Federalizing Legal Ethics, Nationalizing Law Practice, and the Future of the American Legal Profession in a Global Age
60 Pages Posted: 22 May 2011 Last revised: 21 Mar 2012
Date Written: May 17, 2011
The nationalization of law practice is a significant contemporary development, and globalization of law practice is likely soon to follow. The natural and obvious regulatory solution to nationalization and globalization of law practice is the nationalization, and perhaps down the road the globalization, of the regulatory approach to law practice. Yet, although technological advances continue to flatten our world; clients’ needs increasingly span jurisdictional, regional, and national borders; large law firms become national, even global entities; and outsourcing and off-shoring legal services become a reality, still, the regulation of the legal profession continues to be state-based, rendering self-regulation outdated and increasingly inconsistent with practice realities.

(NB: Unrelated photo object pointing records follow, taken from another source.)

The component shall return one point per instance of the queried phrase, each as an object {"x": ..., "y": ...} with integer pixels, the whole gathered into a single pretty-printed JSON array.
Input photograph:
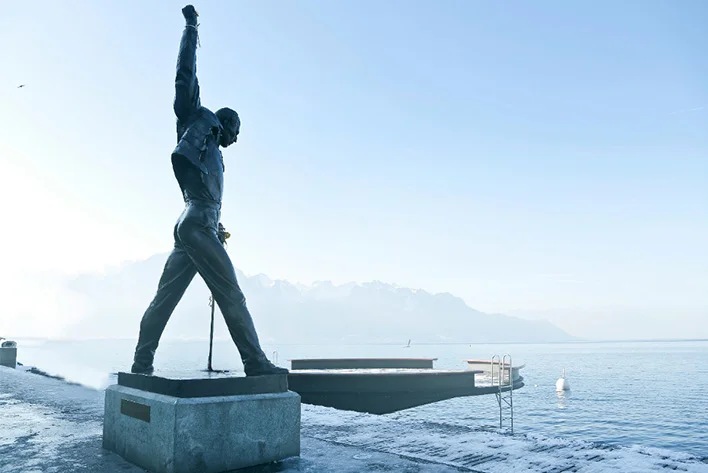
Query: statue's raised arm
[{"x": 186, "y": 83}]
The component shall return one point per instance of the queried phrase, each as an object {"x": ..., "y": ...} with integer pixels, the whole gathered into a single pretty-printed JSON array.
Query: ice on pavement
[
  {"x": 486, "y": 451},
  {"x": 54, "y": 419}
]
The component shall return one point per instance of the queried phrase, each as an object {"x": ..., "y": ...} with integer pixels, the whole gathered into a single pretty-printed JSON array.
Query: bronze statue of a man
[{"x": 198, "y": 166}]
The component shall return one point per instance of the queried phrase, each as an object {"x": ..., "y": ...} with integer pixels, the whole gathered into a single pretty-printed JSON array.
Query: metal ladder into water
[{"x": 503, "y": 379}]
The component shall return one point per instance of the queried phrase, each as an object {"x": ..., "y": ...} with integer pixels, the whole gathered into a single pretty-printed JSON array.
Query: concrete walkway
[{"x": 50, "y": 426}]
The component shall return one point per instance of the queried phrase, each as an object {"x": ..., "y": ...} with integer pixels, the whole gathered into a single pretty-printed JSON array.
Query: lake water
[{"x": 630, "y": 393}]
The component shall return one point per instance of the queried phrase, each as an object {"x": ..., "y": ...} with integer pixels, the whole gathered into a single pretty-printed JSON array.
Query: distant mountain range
[{"x": 283, "y": 312}]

This article analyzes the ongoing nationalization and globalization of law practice exploring its causes and effects, argues that the current state-based approach to the regulation of the legal profession ill fits the new landscape of law practice, and studies several approaches to responding to the nationalization of law practice. Rejecting both the status quo and the nationalization (or federalization) of the regulatory approach to law practice, the article advocates a third, intermediary approach: retaining the current state-based admissions, licensing, and disciplinary apparatus, while adopting an open-border national jurisdiction for purposes of lawyers’ authorized law practice. This intermediary approach to nationalizing law practice addresses pressing client needs ignored by the current state-based approach while respecting longstanding arguments supporting the ability of states to regulate law practice and arguments favoring self-regulation over the federalization of the practice of law.